Using the power of proprietary data and partnerships
Proprietary data is one of the most powerful moats you can build. When you gather unique insights that others can't get their hands on, you're not just collecting numbers, you're creating an asset that's nearly impossible to replicate. It could be anything from user behaviour patterns to clinical trial data. This information doesn't just help you fend off competitors, it can also be the secret ingredient that lets you refine your product and stay ahead of the curve.
And with this kind of valuable data in hand, exclusive partnerships become an even more powerful tool. By leveraging your unique insights, you can form strategic alliances with key players, from suppliers to academic institutions, celebrities and industry leaders, creating barriers for competitors. It's not a strategy for every startup, but if you can land the right exclusive agreements, you'll lock down your position and make it much harder for others to break in behind you.
Choosing the right backers
Founders shouldn't be digging out their moats alone. The best investors don't just write a check and disappear – they get in the trenches with you.
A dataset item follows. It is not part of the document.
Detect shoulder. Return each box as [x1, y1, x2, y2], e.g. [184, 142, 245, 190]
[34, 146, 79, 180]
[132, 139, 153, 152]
Think about potential investors' experience and network. Can they provide warm intros to help land exclusive partnerships? Do they have the technical expertise to advise on product development? Can they help you hire top talent or connect you with a PR team that understands your messaging? Beyond strategy, are they able to empathise with the founder journey from first-hand experience? The right investors should help you to deepen your moat.
That said, make sure you've thought about defensibility before seeking investment as investors will want to know why you believe your startup is futureproofed. Dedicate a slide to your moat in your pitch deck and be ready to explain why your idea isn't just good, but defensible in the long term.
Protecting your edge with legal safeguards
Patents and copyrights can be helpful defensive moats, especially for deep tech companies. They won't be necessary or relevant for every startup, but if you're building something where legally protecting your ideas is an option, it should definitely be part of the conversation. The practice isn't just about keeping copycats at bay; it can also signal to investors and potential partners that you've thought long-term about owning your unique value proposition. In fact, research from the European Patent Office suggests that startups with secured patents and trademarks are up to 10x more likely to raise seed or early-stage funding.
Legal protections can also keep you safe from being blindsided by someone else patenting your idea and suing for infringement. But, again, patents and copyrights are not always the right fit for every business – whether they make sense depends on the nature of your product, market, and long-term strategy.
Moats aren't built overnight. The water might already be there, but it takes deliberate, human effort to turn it into something strategic. If it's easy for the competition to cross, your moat's too shallow and it's time to dig deeper. Whether you're playing offense or defense, I'm looking for founders who are intentional about what truly sets them apart.